I'm Now Bearish, Both Short and Intermediate-Term

X
Story Stream
recent articles

"When the facts change, I change my mind. What do you do, sir?"

-- John Maynard Keynes

I began to turn short-term bearish in the heat of the market's rally Monday when the S&P 500 was up 130 points from its February lows (see my column Fire and Ice).

I fear that "ice"-- a spiraling of deflationary influences -- is now ahead for us. The signposts are everywhere. Yesterday, we saw them in:

*     the Japanese yen's strength;

*     the rise in U.S. car-payment delinquencies;

*     diminished U.S. consumer expectations;

*     more global easing, and a possible retreat from Federal Reserve rate increases this year;

*     a precipitous drop in agricultural prices;

*     the many fixed-income markets around the world where negative interest rates prevail.

So, I've now become bearish in both the short and intermediate term.

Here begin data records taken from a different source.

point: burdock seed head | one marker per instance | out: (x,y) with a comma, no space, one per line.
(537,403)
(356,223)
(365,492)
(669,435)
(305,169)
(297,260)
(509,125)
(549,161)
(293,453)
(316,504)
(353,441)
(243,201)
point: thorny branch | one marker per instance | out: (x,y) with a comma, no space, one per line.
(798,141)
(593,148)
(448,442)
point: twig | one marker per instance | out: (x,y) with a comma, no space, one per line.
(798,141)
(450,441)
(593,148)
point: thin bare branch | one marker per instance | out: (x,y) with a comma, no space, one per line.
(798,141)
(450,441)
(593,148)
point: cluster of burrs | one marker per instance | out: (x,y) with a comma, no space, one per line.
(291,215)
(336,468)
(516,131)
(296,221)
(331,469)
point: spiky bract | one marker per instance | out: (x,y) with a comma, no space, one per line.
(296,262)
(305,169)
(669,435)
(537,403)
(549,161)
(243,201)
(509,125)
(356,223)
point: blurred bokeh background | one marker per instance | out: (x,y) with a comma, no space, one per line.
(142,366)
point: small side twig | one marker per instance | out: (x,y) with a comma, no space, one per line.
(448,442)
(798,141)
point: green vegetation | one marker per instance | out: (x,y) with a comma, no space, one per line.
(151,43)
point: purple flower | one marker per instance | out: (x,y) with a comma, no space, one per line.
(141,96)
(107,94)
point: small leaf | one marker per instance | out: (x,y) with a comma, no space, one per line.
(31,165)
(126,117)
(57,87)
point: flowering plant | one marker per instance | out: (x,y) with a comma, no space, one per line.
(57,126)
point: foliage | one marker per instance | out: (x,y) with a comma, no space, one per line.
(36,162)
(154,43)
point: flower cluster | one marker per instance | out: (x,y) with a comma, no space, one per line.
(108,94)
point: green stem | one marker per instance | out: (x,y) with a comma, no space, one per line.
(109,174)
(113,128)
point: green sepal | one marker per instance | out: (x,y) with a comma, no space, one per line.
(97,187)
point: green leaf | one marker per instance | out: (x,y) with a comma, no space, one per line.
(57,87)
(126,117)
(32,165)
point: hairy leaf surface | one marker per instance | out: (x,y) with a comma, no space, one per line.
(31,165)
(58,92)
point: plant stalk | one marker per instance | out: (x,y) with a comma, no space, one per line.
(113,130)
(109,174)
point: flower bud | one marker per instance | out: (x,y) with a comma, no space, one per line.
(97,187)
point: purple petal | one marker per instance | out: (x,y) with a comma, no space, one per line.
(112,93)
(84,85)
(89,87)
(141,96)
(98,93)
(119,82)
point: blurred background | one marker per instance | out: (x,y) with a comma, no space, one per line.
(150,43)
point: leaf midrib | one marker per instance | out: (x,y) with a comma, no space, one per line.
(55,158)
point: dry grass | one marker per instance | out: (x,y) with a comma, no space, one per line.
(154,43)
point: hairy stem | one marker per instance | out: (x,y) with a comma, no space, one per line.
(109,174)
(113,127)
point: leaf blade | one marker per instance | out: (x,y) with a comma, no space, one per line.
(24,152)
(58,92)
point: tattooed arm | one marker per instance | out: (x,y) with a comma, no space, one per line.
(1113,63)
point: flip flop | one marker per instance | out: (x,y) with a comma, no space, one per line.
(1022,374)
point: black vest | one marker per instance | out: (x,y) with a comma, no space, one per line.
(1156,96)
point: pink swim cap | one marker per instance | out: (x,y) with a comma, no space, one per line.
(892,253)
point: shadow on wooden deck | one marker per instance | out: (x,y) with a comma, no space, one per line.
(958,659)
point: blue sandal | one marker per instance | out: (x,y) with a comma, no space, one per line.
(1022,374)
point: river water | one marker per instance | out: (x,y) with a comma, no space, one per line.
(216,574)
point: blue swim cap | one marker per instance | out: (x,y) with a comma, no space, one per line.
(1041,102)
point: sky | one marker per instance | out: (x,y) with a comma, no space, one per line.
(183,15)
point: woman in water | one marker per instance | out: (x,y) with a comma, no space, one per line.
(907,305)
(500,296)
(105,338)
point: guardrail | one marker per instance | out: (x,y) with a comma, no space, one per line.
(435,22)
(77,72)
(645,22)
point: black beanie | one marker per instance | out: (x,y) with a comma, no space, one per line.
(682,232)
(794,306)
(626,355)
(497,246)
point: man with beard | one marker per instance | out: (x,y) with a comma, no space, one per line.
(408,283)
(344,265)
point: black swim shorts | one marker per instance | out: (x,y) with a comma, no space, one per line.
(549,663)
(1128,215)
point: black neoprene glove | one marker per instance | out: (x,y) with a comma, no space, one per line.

Reflecting this, I made the ProShares UltraShort S&P 500 ETF (SDS) -- an inverse play on the S&P 500 -- my Long Trade of the Week at $21.50 at midday Monday during the teeth of the rally. And I made Amazon (AMZN) my Short Trade of the Week at $554 yesterday afternoon.

Nonetheless, I sold half of my SDS long for a profit yesterday afternoon, as I base my market views on fundamentals. I simply establish a fair-market value for individual stocks and the S&P 500 and make investment and trading decisions accordingly.

I try to be consistent. I don't frequently change my market views based simply on price action, but always try to ground my analysis and investment management on fundamentals.

Moreover, I believe the disruptive impact of quant strategies has discredited stock charts and the ability to interpret them. So, I prefer to be anticipatory rather than reactive, opportunistically capitalizing on the random and exaggerated intraweek swings that we're seeing in the market.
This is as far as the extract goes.